Pavel's age didn't matter. If they asked any other physicist on this ship they would confirm that the science was right, no matter who was revealing it--Scotty had already confirmed it!--and Pavel was about to challenge McCoy to do just that when a physicist stepped into the room.
Unfortunately, it was Spock.
Pavel felt all of his defenses go up: muscles tensed, feet shoulder-length apart, right hand by his pocket for easy access to his knife...he didn't think Spock was going to attack again, either him or Kirk. The Vulcan was calm and level-headed now, and there were too many witnesses. Pavel's reaction was instinct. Good instinct that had kept him alive for seventeen years.
Fortunately, nobody noticed. Everyone's attention was on Kirk and Spock.
Pavel almost offered to go onto the enemy ship again, when Kirk told Spock in no uncertain terms that he was going. Pike was on that ship.
But Pavel didn't offer, because he knew he'd just be laughed at. The advantage to being the youngest and smallest person in the room was also the disadvantage: everyone underestimated you.
He stayed on the ship while Kirk and Spock left. The entire bridge crew watched on their computer screens while the pair got beamed over, then disappeared into the complex framework of the enemy ship.
Almost everyone on the bridge fidgeted or gave other tells to their nervousness as the wait began. Pavel wanted to take out his butterfly knife; flicking the blade and handle around always made things easier. But he was pretty sure unauthorized weapons weren't allowed on the bridge.
So he stayed still and calm, watching and waiting. It was no different than staying silent in his bedroom while Andrei grew drunker and angrier in the next room, or staying hidden in a tiny alley while the local police looked for any homeless people sleeping on the streets, or sitting at a lunch table an hour after he'd already eaten so the Academy bullies wouldn't have time to drag him away and beat him up before they had to get to class.
Wow. Pavel was more suited to Starfleet than he'd thought.
"I have them!" Uhura shouted. "Spock's on the smaller spacecraft!"

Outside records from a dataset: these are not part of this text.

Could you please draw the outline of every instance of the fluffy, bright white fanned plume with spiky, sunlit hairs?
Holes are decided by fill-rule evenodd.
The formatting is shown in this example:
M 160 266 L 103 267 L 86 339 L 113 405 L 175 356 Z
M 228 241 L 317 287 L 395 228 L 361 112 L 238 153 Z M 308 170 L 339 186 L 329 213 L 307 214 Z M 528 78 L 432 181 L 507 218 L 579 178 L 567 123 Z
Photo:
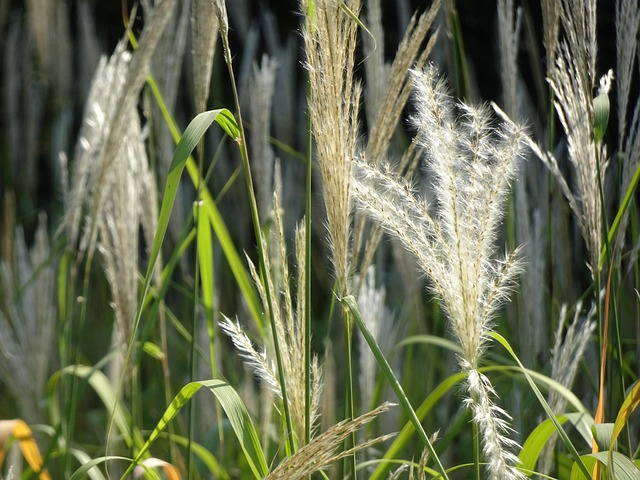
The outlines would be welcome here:
M 513 466 L 516 444 L 506 436 L 508 416 L 493 403 L 495 392 L 478 366 L 496 311 L 520 272 L 518 252 L 496 259 L 494 242 L 523 134 L 513 123 L 492 126 L 486 107 L 454 105 L 433 67 L 413 77 L 416 141 L 427 156 L 436 204 L 432 209 L 409 182 L 360 161 L 356 206 L 416 256 L 448 314 L 463 351 L 465 403 L 480 427 L 488 478 L 522 478 Z

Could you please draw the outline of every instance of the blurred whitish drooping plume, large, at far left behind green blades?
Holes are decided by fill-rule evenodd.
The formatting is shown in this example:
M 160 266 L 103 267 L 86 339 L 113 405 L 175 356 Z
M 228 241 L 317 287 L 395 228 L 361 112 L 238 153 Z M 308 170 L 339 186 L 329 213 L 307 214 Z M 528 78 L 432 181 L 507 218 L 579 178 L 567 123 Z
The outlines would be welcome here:
M 166 0 L 165 0 L 166 1 Z M 126 89 L 132 57 L 121 42 L 107 62 L 102 59 L 87 100 L 84 122 L 75 150 L 71 188 L 65 198 L 65 220 L 73 248 L 80 238 L 81 254 L 102 253 L 115 312 L 113 344 L 125 345 L 132 333 L 137 308 L 138 243 L 142 226 L 147 245 L 156 230 L 157 191 L 142 138 L 135 104 L 120 111 L 116 92 Z M 117 127 L 126 124 L 117 148 L 105 149 Z M 89 211 L 80 233 L 83 212 Z M 119 381 L 124 354 L 116 357 L 111 379 Z

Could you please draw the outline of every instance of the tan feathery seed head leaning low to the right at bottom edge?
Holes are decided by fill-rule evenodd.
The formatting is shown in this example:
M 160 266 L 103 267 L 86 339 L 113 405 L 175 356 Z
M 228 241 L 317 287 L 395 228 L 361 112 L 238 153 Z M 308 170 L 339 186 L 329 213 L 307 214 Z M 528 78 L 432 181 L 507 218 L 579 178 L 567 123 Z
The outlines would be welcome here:
M 318 435 L 310 443 L 302 447 L 295 454 L 287 457 L 278 467 L 265 477 L 265 480 L 298 480 L 314 472 L 328 467 L 341 458 L 353 455 L 355 452 L 368 448 L 376 443 L 383 442 L 393 435 L 382 437 L 360 443 L 340 453 L 335 453 L 336 449 L 352 433 L 369 423 L 383 412 L 389 410 L 392 404 L 384 403 L 375 410 L 351 420 L 343 420 L 331 427 L 326 432 Z

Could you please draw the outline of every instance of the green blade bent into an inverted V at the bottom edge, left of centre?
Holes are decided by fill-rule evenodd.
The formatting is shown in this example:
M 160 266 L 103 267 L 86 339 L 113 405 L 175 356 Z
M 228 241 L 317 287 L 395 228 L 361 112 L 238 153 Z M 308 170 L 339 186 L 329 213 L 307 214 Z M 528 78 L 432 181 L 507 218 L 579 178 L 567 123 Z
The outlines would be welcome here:
M 125 479 L 127 475 L 133 471 L 134 467 L 142 461 L 144 455 L 164 431 L 167 424 L 173 420 L 180 410 L 202 387 L 209 389 L 222 405 L 255 478 L 260 479 L 267 475 L 267 462 L 265 460 L 264 453 L 262 452 L 262 448 L 260 447 L 258 434 L 242 399 L 229 384 L 222 380 L 213 379 L 188 383 L 182 387 L 180 392 L 178 392 L 171 404 L 165 410 L 162 418 L 154 428 L 153 432 L 151 432 L 151 435 L 140 449 L 138 455 L 136 455 L 136 458 L 122 476 L 122 479 Z

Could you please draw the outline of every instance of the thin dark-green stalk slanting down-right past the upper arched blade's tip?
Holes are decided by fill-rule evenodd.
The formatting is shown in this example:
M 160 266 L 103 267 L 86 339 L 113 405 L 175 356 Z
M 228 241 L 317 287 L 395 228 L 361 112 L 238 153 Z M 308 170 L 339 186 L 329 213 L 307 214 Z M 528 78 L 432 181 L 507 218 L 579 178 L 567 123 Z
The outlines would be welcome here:
M 249 193 L 249 206 L 251 209 L 251 222 L 253 224 L 253 230 L 256 235 L 256 243 L 258 246 L 258 260 L 260 263 L 260 270 L 263 274 L 267 274 L 266 272 L 266 252 L 263 248 L 262 243 L 262 235 L 260 229 L 260 218 L 258 216 L 258 205 L 256 203 L 256 195 L 253 189 L 253 179 L 251 178 L 251 167 L 249 166 L 249 154 L 247 152 L 247 141 L 244 132 L 244 124 L 242 122 L 242 113 L 240 110 L 240 100 L 238 97 L 238 88 L 236 86 L 235 75 L 233 73 L 233 64 L 231 59 L 231 49 L 229 47 L 229 37 L 224 33 L 224 29 L 221 29 L 222 32 L 222 43 L 224 50 L 224 58 L 227 64 L 227 68 L 229 70 L 229 79 L 231 80 L 231 89 L 233 91 L 233 100 L 236 107 L 236 115 L 238 117 L 238 128 L 240 130 L 240 141 L 239 141 L 239 150 L 240 157 L 242 158 L 242 167 L 245 173 L 245 180 L 247 184 L 247 192 Z M 284 409 L 284 417 L 286 422 L 286 438 L 287 438 L 287 449 L 290 454 L 295 452 L 295 442 L 293 437 L 293 424 L 291 421 L 291 414 L 289 412 L 289 402 L 287 398 L 287 385 L 285 382 L 284 376 L 284 367 L 282 364 L 282 353 L 280 350 L 280 339 L 278 338 L 278 329 L 276 328 L 275 317 L 273 315 L 274 307 L 273 307 L 273 298 L 271 293 L 271 288 L 269 287 L 269 282 L 264 282 L 265 294 L 268 302 L 268 315 L 269 315 L 269 323 L 271 325 L 271 334 L 273 335 L 273 349 L 276 355 L 276 366 L 278 368 L 278 380 L 280 382 L 280 389 L 282 390 L 282 404 Z

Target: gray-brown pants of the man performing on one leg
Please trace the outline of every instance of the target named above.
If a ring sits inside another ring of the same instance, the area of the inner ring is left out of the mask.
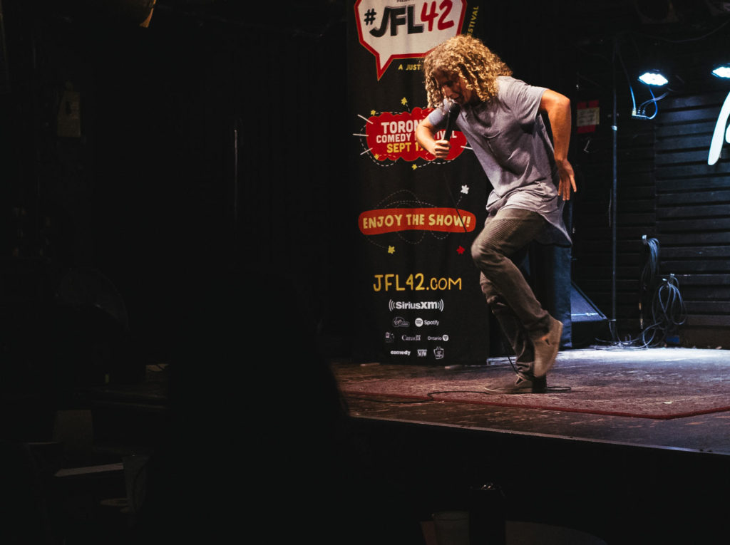
[[[527,378],[532,375],[534,360],[531,339],[548,332],[550,317],[518,264],[546,224],[537,212],[501,209],[487,218],[472,244],[472,258],[481,271],[482,292],[515,351],[518,372]]]

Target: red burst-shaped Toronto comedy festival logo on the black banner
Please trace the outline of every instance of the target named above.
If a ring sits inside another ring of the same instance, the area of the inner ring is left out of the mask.
[[[415,161],[418,158],[432,161],[434,155],[420,147],[415,139],[415,129],[418,123],[426,118],[433,109],[414,108],[412,112],[393,114],[383,112],[380,115],[369,117],[365,136],[367,147],[374,158],[379,161],[389,159],[396,161]],[[437,138],[442,138],[445,131],[437,132]],[[451,161],[461,155],[466,146],[466,136],[460,131],[451,134],[451,150],[446,160]]]

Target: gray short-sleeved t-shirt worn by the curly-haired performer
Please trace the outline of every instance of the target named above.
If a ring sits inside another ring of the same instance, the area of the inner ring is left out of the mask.
[[[569,245],[553,144],[539,114],[545,88],[507,76],[498,77],[497,84],[495,100],[464,105],[456,119],[456,128],[466,136],[492,185],[487,211],[520,208],[537,212],[550,224],[538,241]],[[446,116],[437,108],[429,121],[443,128]]]

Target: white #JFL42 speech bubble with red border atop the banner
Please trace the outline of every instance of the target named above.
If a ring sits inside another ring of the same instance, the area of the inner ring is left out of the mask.
[[[375,56],[377,79],[396,58],[420,58],[461,31],[464,0],[357,0],[360,44]]]

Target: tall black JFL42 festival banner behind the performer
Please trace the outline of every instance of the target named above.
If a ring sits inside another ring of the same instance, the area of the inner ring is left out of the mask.
[[[475,33],[479,2],[357,0],[349,17],[355,357],[484,363],[488,307],[470,247],[491,185],[461,132],[446,161],[415,140],[431,111],[421,61],[451,36]]]

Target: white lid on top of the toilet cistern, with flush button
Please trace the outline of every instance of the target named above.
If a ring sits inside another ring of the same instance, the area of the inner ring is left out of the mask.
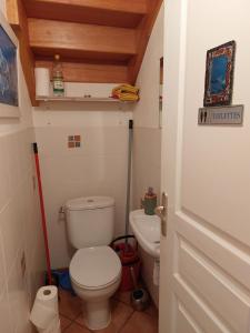
[[[111,196],[82,196],[66,202],[66,208],[70,211],[94,210],[113,205],[114,199]]]

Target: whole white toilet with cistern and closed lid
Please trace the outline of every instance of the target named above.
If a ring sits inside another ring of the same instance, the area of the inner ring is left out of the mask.
[[[108,245],[113,238],[114,200],[89,196],[66,203],[67,231],[77,249],[69,268],[72,287],[82,300],[86,324],[90,330],[109,325],[109,299],[121,281],[121,262]]]

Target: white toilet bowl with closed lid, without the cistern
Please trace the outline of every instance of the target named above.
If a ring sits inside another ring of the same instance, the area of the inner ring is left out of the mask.
[[[70,263],[70,279],[76,294],[84,303],[84,320],[90,330],[109,325],[109,299],[121,281],[121,262],[109,246],[80,249]]]

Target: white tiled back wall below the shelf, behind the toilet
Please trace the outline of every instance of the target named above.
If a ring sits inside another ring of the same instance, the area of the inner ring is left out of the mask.
[[[81,148],[69,149],[68,135]],[[116,200],[116,235],[124,233],[128,127],[41,127],[36,129],[53,268],[68,266],[72,252],[59,209],[67,200],[110,195]]]

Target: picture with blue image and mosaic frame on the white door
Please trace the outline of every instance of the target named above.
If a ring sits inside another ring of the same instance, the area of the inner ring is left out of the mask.
[[[204,80],[204,107],[231,104],[234,54],[234,41],[208,50]]]

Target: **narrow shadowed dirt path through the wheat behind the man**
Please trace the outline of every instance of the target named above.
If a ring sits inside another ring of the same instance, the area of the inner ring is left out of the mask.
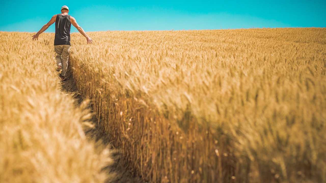
[[[77,86],[76,86],[76,82],[74,80],[74,78],[72,77],[72,74],[70,72],[70,66],[68,66],[68,71],[66,73],[67,76],[67,80],[61,82],[62,84],[62,91],[73,94],[73,98],[76,99],[75,105],[79,106],[83,99],[83,96],[79,93]],[[90,110],[93,112],[92,110],[92,106],[90,106]],[[119,153],[118,150],[114,149],[111,145],[110,142],[111,140],[108,138],[108,135],[106,134],[106,132],[104,132],[103,130],[101,130],[100,128],[97,127],[97,123],[95,121],[96,117],[93,115],[92,117],[92,121],[93,124],[95,125],[94,129],[85,131],[86,136],[90,139],[90,140],[95,140],[96,144],[100,143],[102,147],[109,147],[112,151],[112,159],[114,160],[114,163],[111,165],[106,166],[103,171],[106,171],[108,174],[112,174],[114,176],[108,177],[108,180],[106,182],[110,182],[110,183],[128,183],[128,182],[132,182],[132,183],[137,183],[137,182],[144,182],[141,180],[140,177],[137,177],[135,175],[133,175],[132,172],[129,172],[127,170],[127,166],[126,164],[124,164],[123,162],[123,156]]]

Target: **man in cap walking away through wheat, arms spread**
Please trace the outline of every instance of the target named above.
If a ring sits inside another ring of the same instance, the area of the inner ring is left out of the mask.
[[[68,67],[68,58],[70,52],[70,27],[71,24],[77,28],[77,30],[86,37],[87,44],[92,43],[93,40],[84,32],[82,27],[78,25],[76,19],[70,15],[69,8],[67,6],[61,7],[61,14],[53,15],[51,20],[43,25],[43,27],[33,35],[32,40],[38,40],[38,35],[44,32],[55,22],[55,36],[54,36],[54,51],[56,53],[55,60],[57,63],[57,71],[61,71],[60,78],[66,80],[66,72]]]

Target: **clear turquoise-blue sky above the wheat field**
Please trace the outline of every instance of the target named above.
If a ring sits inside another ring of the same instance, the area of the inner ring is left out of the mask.
[[[63,5],[86,31],[326,27],[326,0],[1,1],[0,31],[37,32]],[[72,27],[71,32],[77,30]],[[54,32],[54,24],[46,32]]]

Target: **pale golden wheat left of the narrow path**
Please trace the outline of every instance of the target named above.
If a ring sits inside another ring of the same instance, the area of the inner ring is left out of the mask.
[[[104,182],[109,152],[85,137],[86,105],[61,92],[54,35],[31,35],[0,32],[0,182]]]

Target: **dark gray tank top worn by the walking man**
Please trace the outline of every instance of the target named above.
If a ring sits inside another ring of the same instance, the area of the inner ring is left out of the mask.
[[[54,45],[70,45],[70,15],[57,14]]]

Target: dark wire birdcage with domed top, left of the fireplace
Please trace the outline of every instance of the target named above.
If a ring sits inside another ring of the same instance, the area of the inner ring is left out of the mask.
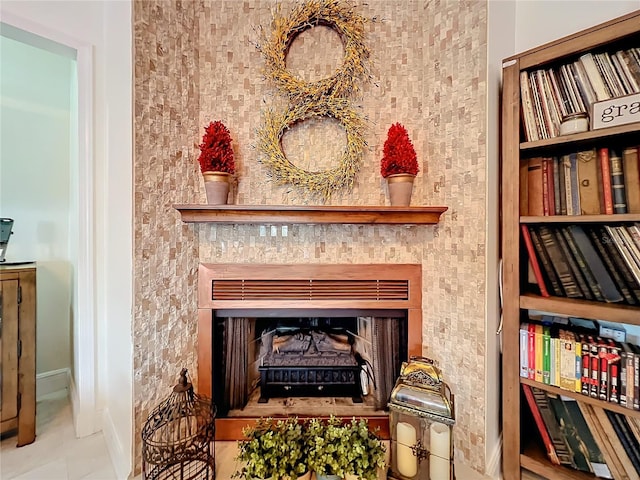
[[[215,479],[215,415],[210,399],[197,395],[187,370],[142,429],[145,480]]]

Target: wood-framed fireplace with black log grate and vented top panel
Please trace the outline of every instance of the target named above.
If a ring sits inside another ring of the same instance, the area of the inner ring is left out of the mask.
[[[198,391],[217,438],[329,413],[388,432],[400,363],[422,354],[420,265],[201,264],[198,290]]]

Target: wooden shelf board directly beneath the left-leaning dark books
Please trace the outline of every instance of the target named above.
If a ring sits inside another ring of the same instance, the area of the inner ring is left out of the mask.
[[[640,325],[640,308],[617,303],[592,302],[564,297],[542,297],[532,293],[520,295],[520,308],[555,312],[593,320]]]

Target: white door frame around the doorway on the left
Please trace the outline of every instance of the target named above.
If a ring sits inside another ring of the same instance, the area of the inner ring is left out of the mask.
[[[47,40],[64,45],[76,52],[77,112],[75,167],[72,175],[77,188],[72,202],[71,243],[76,247],[73,278],[73,369],[71,374],[71,403],[76,435],[84,437],[97,432],[100,420],[96,407],[96,272],[94,222],[94,134],[93,134],[93,49],[62,32],[3,12],[2,23],[35,34],[44,39],[37,46],[47,48]],[[26,42],[29,43],[29,42]],[[49,45],[55,49],[55,45]],[[73,112],[72,112],[73,114]]]

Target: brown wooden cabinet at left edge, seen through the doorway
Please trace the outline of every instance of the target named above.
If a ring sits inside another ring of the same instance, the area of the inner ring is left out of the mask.
[[[36,436],[36,268],[0,266],[1,432]]]

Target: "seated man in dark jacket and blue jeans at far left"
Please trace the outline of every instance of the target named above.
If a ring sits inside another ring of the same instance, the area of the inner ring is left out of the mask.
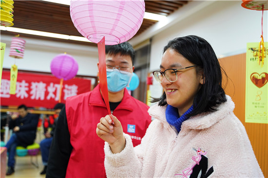
[[[9,121],[9,129],[13,129],[14,133],[5,145],[7,152],[9,153],[6,175],[11,175],[15,172],[16,147],[27,147],[28,145],[33,144],[36,139],[39,115],[28,113],[25,105],[20,105],[18,110],[19,117],[18,115],[13,114]]]

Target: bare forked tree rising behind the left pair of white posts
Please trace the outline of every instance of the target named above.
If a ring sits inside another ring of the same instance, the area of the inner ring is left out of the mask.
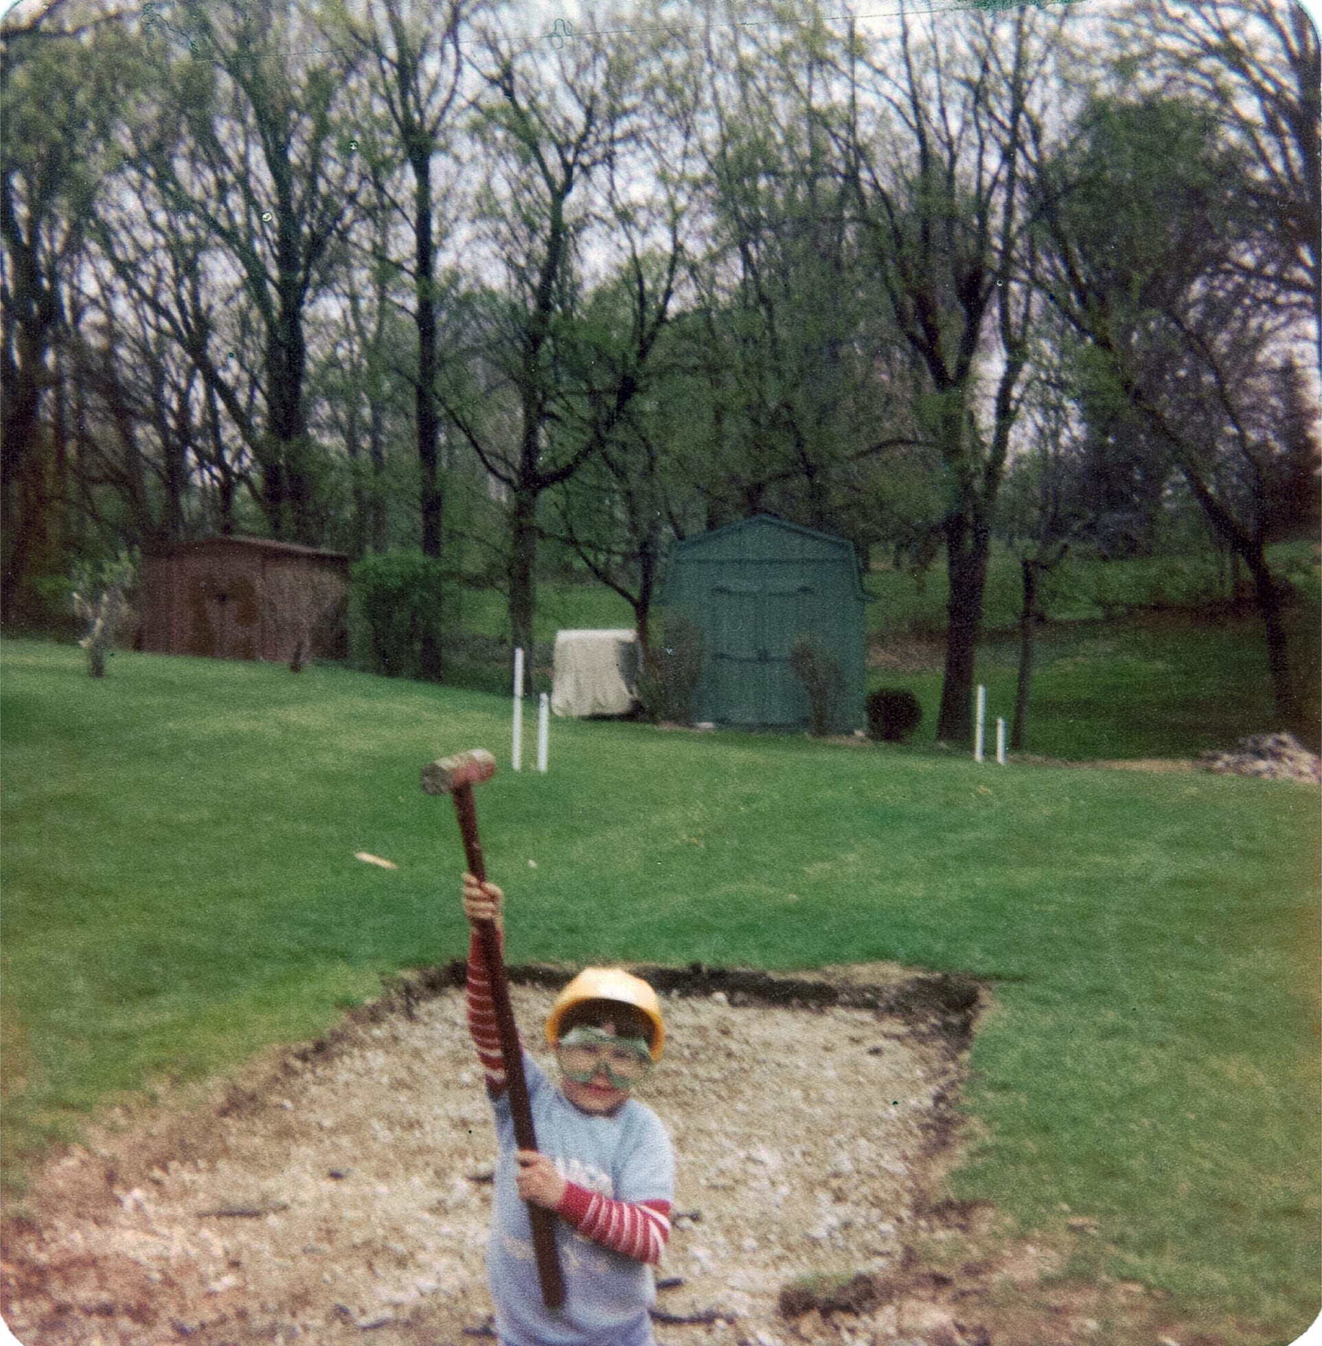
[[[525,649],[532,645],[538,502],[600,448],[638,389],[627,367],[610,386],[591,382],[591,358],[575,323],[582,253],[595,222],[590,188],[629,153],[645,112],[637,46],[575,38],[547,59],[545,52],[516,52],[489,28],[477,58],[487,90],[474,137],[485,174],[477,214],[505,288],[486,296],[471,396],[450,392],[444,406],[509,494],[510,634]],[[668,291],[648,299],[642,354],[668,304]],[[506,393],[517,406],[513,439],[489,415]]]

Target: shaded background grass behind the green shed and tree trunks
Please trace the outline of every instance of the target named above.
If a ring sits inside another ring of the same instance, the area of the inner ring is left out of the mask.
[[[1317,612],[1318,567],[1299,544],[1274,553],[1282,573],[1300,591],[1294,614],[1292,658],[1310,723],[1298,727],[1314,747],[1322,742],[1322,651]],[[1051,621],[1034,643],[1033,699],[1024,751],[1038,756],[1090,760],[1109,758],[1197,756],[1230,750],[1248,734],[1282,725],[1272,705],[1267,649],[1252,612],[1198,607],[1214,587],[1206,557],[1144,557],[1134,561],[1078,561],[1054,572],[1045,595]],[[995,721],[1014,716],[1019,666],[1015,634],[1019,612],[1018,565],[995,551],[987,587],[985,630],[976,678],[987,686],[988,747]],[[941,704],[945,575],[940,563],[921,587],[907,572],[876,569],[868,587],[879,594],[866,610],[871,641],[899,649],[903,670],[882,664],[868,673],[868,689],[903,686],[922,705],[914,742],[933,743]],[[1158,604],[1154,610],[1148,604]],[[463,623],[486,635],[505,634],[505,599],[495,590],[470,591]],[[1131,608],[1103,621],[1104,611]],[[575,627],[629,627],[633,612],[599,584],[543,584],[534,639],[549,645],[555,633]],[[660,623],[658,623],[660,625]],[[536,686],[549,690],[549,666]],[[464,677],[487,690],[509,682],[503,664],[489,678]]]

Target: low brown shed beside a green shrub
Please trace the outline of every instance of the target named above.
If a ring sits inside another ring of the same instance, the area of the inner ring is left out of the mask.
[[[349,557],[260,537],[168,542],[144,551],[139,602],[155,654],[343,658]]]

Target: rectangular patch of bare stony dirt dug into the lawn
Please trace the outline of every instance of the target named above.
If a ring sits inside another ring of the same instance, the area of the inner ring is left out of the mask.
[[[637,970],[669,1030],[639,1096],[680,1166],[658,1346],[1112,1339],[1086,1295],[1024,1298],[1058,1269],[1050,1252],[996,1245],[937,1271],[917,1250],[991,1225],[941,1199],[985,1003],[975,981],[879,964]],[[565,976],[514,969],[526,1040]],[[451,964],[188,1108],[121,1112],[53,1159],[31,1217],[4,1230],[4,1319],[24,1346],[490,1339],[491,1171]]]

Pavel plugged in the coordinates and Sulu blasted the Enterprise to Earth.
--
Everyone on the ship seemed to collectively lose their minds after they got planet-side. Near death experiences and tragedies would do that to you: stoic officers broke down in sobs when they reached their loved ones, or went completely limp and catatonic when their feet hit the ground, or started laughing maniacally at someone else's bad joke.
Pavel went to his dorm to change, and then went to a local café. He was starving.
--
"This...can't be right, sir," Pavel said, staring at the black letters on his PADD.
Admiral Pike raised an eyebrow at him. "What's not right about it?"
"Um...shouldn't this position go to someone more...qualified?" he asked.
"Saving the Earth doesn't count as qualified?"
Pavel lowered his eyes. "That vasn't me, sir. That vas Kirk and Spock."
"That was the entire Enterprise crew," Pike corrected. "Including you. But if you want to completely disregard your contribution, then let me tell you something: Captain Kirk needs a navigator, and he specifically asked for you."
Pavel stared at him, uncomprehending.
"The youngest captain in Starfleet history asked for the youngest navigator," Pike added. "I'd say you two belong together."
Pavel looked back at the orders for him to stay on the Enterprise. Kirk had been right about the lightning storm in space, and how to stop Nero. Maybe he was right about Pavel. He nodded. "Okay."
"And Pavel," Pike called when he was at the door.
Pavel stopped and turned back. "Sir?"
"All Starfleet personnel are allowed to carry one weapon anywhere on their ship," Pike said. "Doesn't even have to be issued by Starfleet."
Pavel's hand immediately went to his pocket. His smile was more genuine than it'd been in days. "Thank you, sir. I'll keep that in mind."